Don’t Kill It is one of those movies you’re either going to like or you’re not, and which side of that line you’ll fall on should be pretty obvious. Does Dolph Lundgren fighting demons sound awesome to you? If the answer’s no, just scoot right along because this movie doesn’t have hidden depths beyond the promise of its basic premise. If the answer is yes, then strap in for a good time because Don’t Kill It is a movie that knows exactly what wavelength it’s on, and rides it rides it right into a ridiculous, entertaining bloodbath.

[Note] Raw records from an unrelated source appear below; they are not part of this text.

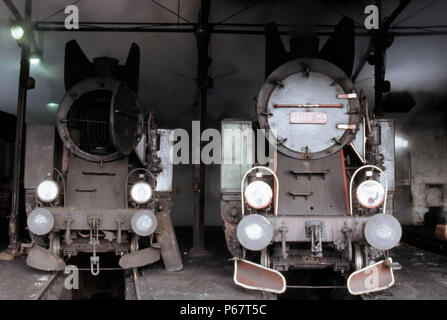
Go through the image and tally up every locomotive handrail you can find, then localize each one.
[124,168,157,211]
[241,166,279,217]
[349,164,388,216]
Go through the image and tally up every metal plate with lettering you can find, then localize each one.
[290,111,327,124]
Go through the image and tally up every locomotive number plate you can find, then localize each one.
[290,111,327,124]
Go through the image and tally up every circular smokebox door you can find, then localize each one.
[110,83,142,155]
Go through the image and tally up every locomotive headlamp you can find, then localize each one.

Don’t Kill It sets the stage with a gruesome murder spree. A hunter discovers a mysterious relic in the woods and promptly returns home, his eyes slicked over like black oil pools, to murder his wife and son. Then he moves on to the neighbor’s house where the bloodshed continues, and he uses anything in his path – butchers knives and boiling water – to kill the family next door. Until the father shows up and shoots him in the head, narrowly saving his daughter’s life. A beat passes; the father’s eyes slick to black, he emits an inhuman wail, and he turns the gun on his own screaming daughter.
Such is the nature of the demon, passing from victim to victim, inhabiting the body of whoever kills its previous host. You kill the demon, you become the demon. So yeah, don’t kill it. It’s a clever setup, somewhere between a feature length Supernatural episode and Fallen, but without the trappings of a classy thriller. Instead, Don’t Kill It exploits the premise for all the video nasty bloodshed it’s worth with a string of absolutely wild massacres where the demon jumps from body to body through the constant torrents of blood. The effects may not be photorealistic, but they are an absolute delight of practical low-budget splatter work; sometimes played for the wince, sometimes for the laugh.
B-Movie to the bone, Don’t Kill It pairs Big Ass Spider! director Mike Mendez with Swedish action import and DTV champ Dolph Lundgren, both of whom know their way around camp cinema. But Lundgren rarely gets to have so much fun and his films rarely have so much fun with his persona. As Jedediah Woodley, our strapping, demon-hunting hero who’s not quite a hero, the actor’s signature goliath statue and grimacing tough guy act are repurposed to hilarious effect.
Woodley is a classic gunslinger, a demon hunter with a dark past and the lone voice of reason in a small Mississippi town – except, he’s never quite as cool as he thinks he is and, but for the fact that he’s the only guy who knows what’s really going on, he causes more problems than he solves. He looks the part; a towering physical specimen in a worn-in leather trench coat who manhandles jackasses at the bar, but he’s also kind of a doofus, a bit of a baltherer prone to monologing, chugging on gigantic vape during dramatic pauses and taking shots but always kind of missing the mark.
He gets the girl in classic hero fashion, except she’s a hooker and he just wasn’t smart enough to realize it. At one point, he talks a father into killing his demon-infested daughter and drinking poison to commit suicide – the only sure way to stop the demon in its tracks – but the plan goes awry and the man dies before completing his task. Woodley, honestly, could give a fuck. It doesn’t even seem to occur to him that he just cost an innocent man his life. Mendez works in beats of twisted comedy throughout the film, always taking his macho-man hero down a peg.
Don’t Kill It strikes a perfect tone for this sort of fare – it fully knows how silly it is, and it revels in it, but it also steers clear of pithy self-awareness. The film isn’t without its flaws. It slips into a bit of a lull as the second act falls into exposition and backstory, and Lundgren’s southern accent is a mangled thing of hideous beauty. But Mendez keeps lobbing kills and laughs at the audience with such regularity that there’s never enough time to take much issue with the film’s lesser points. Plus, if a movie is smart enough not to take itself too seriously, you’d to well to follow suit. Mendez and Lundgren are obviously having so much fun, you can’t help but want to join in. Don’t Kill It is a cheeky camp parade with buckets of low-rent charm, and for fans of camp cinema and Lundgren’s B-Movie fare, Don’t Kill It will fit like slipping into something cozy and familiar with a few surprises along the way.